Fitch juga berkomentar mengenai perkembangan pasar utang Indonesia dalam laporan berjudul Fitch: Indonesia Regulation to Benefit Bond Issuers in Long Term. Dibukanya kembali commercial paper sebagai alternatif pendanaan akan mendiversifikasi produk pasar uang Indonesia dan menguntungkan perusahaan-perusahaan di Indonesia yang masih bergantung pada perbankan sebagai sumber pendanaan. Namun instrument-instrumen yang diterbitkan di pasar uang tersebut belum tentu menawarkan cost of fund yang lebih rendah sehingga belum tentu menarik bagi perusahaan/emiten. Laporan ini secara singkat mengulas perkembangan pasar surat utang di Indonesia dengan terobosan-terobosan baru dan hambatan-hambatannya.
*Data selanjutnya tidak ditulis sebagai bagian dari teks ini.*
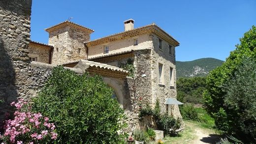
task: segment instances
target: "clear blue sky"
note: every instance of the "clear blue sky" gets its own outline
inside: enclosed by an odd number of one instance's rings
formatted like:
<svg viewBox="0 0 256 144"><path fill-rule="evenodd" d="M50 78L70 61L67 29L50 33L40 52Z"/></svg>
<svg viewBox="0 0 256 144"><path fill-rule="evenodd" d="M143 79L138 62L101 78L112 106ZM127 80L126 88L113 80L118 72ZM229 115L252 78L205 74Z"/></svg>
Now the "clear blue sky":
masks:
<svg viewBox="0 0 256 144"><path fill-rule="evenodd" d="M239 38L256 25L256 0L33 0L31 39L48 43L44 29L71 21L94 29L91 39L154 22L180 43L176 60L225 60Z"/></svg>

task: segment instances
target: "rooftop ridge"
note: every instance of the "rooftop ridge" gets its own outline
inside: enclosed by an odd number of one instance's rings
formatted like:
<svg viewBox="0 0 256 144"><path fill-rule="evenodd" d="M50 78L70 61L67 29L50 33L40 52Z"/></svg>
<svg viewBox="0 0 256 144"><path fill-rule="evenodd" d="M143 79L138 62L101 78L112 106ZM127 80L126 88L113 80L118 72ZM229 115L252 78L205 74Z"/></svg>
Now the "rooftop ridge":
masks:
<svg viewBox="0 0 256 144"><path fill-rule="evenodd" d="M49 32L49 31L51 31L51 30L50 30L51 29L54 29L54 28L55 27L58 27L58 26L60 26L61 25L64 25L64 24L67 24L67 25L68 25L68 24L70 24L70 25L73 25L73 26L75 26L76 27L80 27L82 29L86 29L87 30L89 30L89 31L90 31L91 32L94 32L94 30L92 29L89 29L89 28L87 28L86 27L85 27L83 26L81 26L81 25L78 25L77 24L76 24L75 23L73 23L73 22L71 22L68 20L66 20L63 22L62 22L61 23L59 23L58 24L57 24L57 25L55 25L54 26L53 26L51 27L49 27L48 28L46 28L45 29L44 29L44 30L47 32Z"/></svg>
<svg viewBox="0 0 256 144"><path fill-rule="evenodd" d="M53 46L49 45L46 44L42 43L40 43L40 42L39 42L35 41L30 40L30 42L31 42L31 43L35 43L35 44L41 45L43 45L43 46L45 46L49 47L51 47L51 48L54 48L54 47Z"/></svg>

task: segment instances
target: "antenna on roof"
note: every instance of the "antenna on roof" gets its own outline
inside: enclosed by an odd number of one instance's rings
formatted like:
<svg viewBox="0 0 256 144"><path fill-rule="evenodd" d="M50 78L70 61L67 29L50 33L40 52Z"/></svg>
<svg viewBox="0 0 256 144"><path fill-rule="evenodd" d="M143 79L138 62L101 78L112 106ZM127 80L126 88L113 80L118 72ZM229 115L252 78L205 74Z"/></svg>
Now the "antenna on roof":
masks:
<svg viewBox="0 0 256 144"><path fill-rule="evenodd" d="M73 17L69 17L68 19L67 19L67 21L70 21L71 20L71 19L73 19Z"/></svg>

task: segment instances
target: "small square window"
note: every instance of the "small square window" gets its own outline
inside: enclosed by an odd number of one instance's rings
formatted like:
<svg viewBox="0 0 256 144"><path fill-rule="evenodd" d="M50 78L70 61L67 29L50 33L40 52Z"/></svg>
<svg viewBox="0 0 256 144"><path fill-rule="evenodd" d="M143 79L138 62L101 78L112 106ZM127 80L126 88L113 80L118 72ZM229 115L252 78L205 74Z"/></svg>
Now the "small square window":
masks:
<svg viewBox="0 0 256 144"><path fill-rule="evenodd" d="M78 48L78 54L80 54L81 53L81 49L80 48Z"/></svg>
<svg viewBox="0 0 256 144"><path fill-rule="evenodd" d="M162 50L162 40L160 39L160 38L158 38L158 48L160 49L160 50Z"/></svg>
<svg viewBox="0 0 256 144"><path fill-rule="evenodd" d="M83 35L80 34L76 34L76 36L77 38L83 38Z"/></svg>
<svg viewBox="0 0 256 144"><path fill-rule="evenodd" d="M37 60L37 58L36 57L30 57L30 61L36 61Z"/></svg>
<svg viewBox="0 0 256 144"><path fill-rule="evenodd" d="M134 39L133 40L133 44L134 44L134 46L136 46L138 45L138 39L136 38L136 39Z"/></svg>
<svg viewBox="0 0 256 144"><path fill-rule="evenodd" d="M173 55L173 48L170 45L169 45L169 54L171 56Z"/></svg>
<svg viewBox="0 0 256 144"><path fill-rule="evenodd" d="M109 46L105 46L104 47L104 54L107 54L109 52Z"/></svg>

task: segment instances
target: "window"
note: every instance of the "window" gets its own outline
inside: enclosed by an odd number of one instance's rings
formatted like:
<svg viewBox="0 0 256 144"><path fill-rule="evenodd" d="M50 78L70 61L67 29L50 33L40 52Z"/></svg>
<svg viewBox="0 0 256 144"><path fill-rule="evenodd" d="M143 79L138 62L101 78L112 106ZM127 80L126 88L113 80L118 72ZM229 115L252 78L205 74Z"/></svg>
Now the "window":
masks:
<svg viewBox="0 0 256 144"><path fill-rule="evenodd" d="M76 34L75 35L76 36L76 37L77 38L83 38L83 35L82 34Z"/></svg>
<svg viewBox="0 0 256 144"><path fill-rule="evenodd" d="M160 84L162 84L162 64L159 63L158 63L158 70L159 70L159 75L158 75L158 78L159 78L159 81Z"/></svg>
<svg viewBox="0 0 256 144"><path fill-rule="evenodd" d="M171 56L173 55L173 47L170 45L169 45L169 54Z"/></svg>
<svg viewBox="0 0 256 144"><path fill-rule="evenodd" d="M30 61L36 61L37 60L37 58L36 58L36 57L30 57Z"/></svg>
<svg viewBox="0 0 256 144"><path fill-rule="evenodd" d="M107 54L109 52L109 46L105 46L104 47L104 54Z"/></svg>
<svg viewBox="0 0 256 144"><path fill-rule="evenodd" d="M78 54L80 54L81 53L81 49L80 48L78 48Z"/></svg>
<svg viewBox="0 0 256 144"><path fill-rule="evenodd" d="M158 48L160 49L160 50L162 50L162 40L160 39L160 38L158 38Z"/></svg>
<svg viewBox="0 0 256 144"><path fill-rule="evenodd" d="M133 40L133 44L134 44L134 46L136 46L136 45L138 45L138 39L137 38L134 39Z"/></svg>
<svg viewBox="0 0 256 144"><path fill-rule="evenodd" d="M173 80L172 79L172 72L173 71L173 68L170 67L170 86L174 86Z"/></svg>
Fitch juga menerbitkan laporan Indonesia Auto Watch 2Q17 di mana volume penjual aktual berada di bawah perkiraan Fitch akibat melemahnya daya beli dan berkurangnya hari kerja akibat libur Idul Fitri. Volume penjualan mobil menurun 5% yoy sedangkan penjualan sepeda motor turun 11% yoy. Positifnya, kendaraan komersial masih menunjukkan kenaikan pertumbuhan yoy positif di 22% didorong oleh kenaikan harga komoditas dan aktivitas pembangunan infrastruktur walaupun pertumbuhan kwartalan berkurang di 12% qoq. Fitch memperkirakan pertumbuhan ekonomi dapat membantu industri otomotif pada tahun 2018. Fitch memperkirakan pertumbuhan PDB yang lebih tinggi sebesar 5,6% pada tahun 2018 dan 2019 (2017f: 5,2%), dan pertumbuhan belanja konsumen yang lebih tinggi sebesar 5,3% pada 2018 dan 2019 (2017f: 4,9%).
Sepanjang Agustus, Fitch di Indonesia menetapkan peringkat baru untuk Mayora Indah serta menaikkan peringkat Maskapai Reasuransi Indonesia, mengafirmasi peringkat untuk 8 institusi keuangan dan 1 perusahaan korporasi lainnya. Di samping itu, Fitch juga menetapkan peringkat instrumen baru untuk obligasi yang diterbitkan oleh Federal International Finance, OCBC NISP, dan Tower Bersama.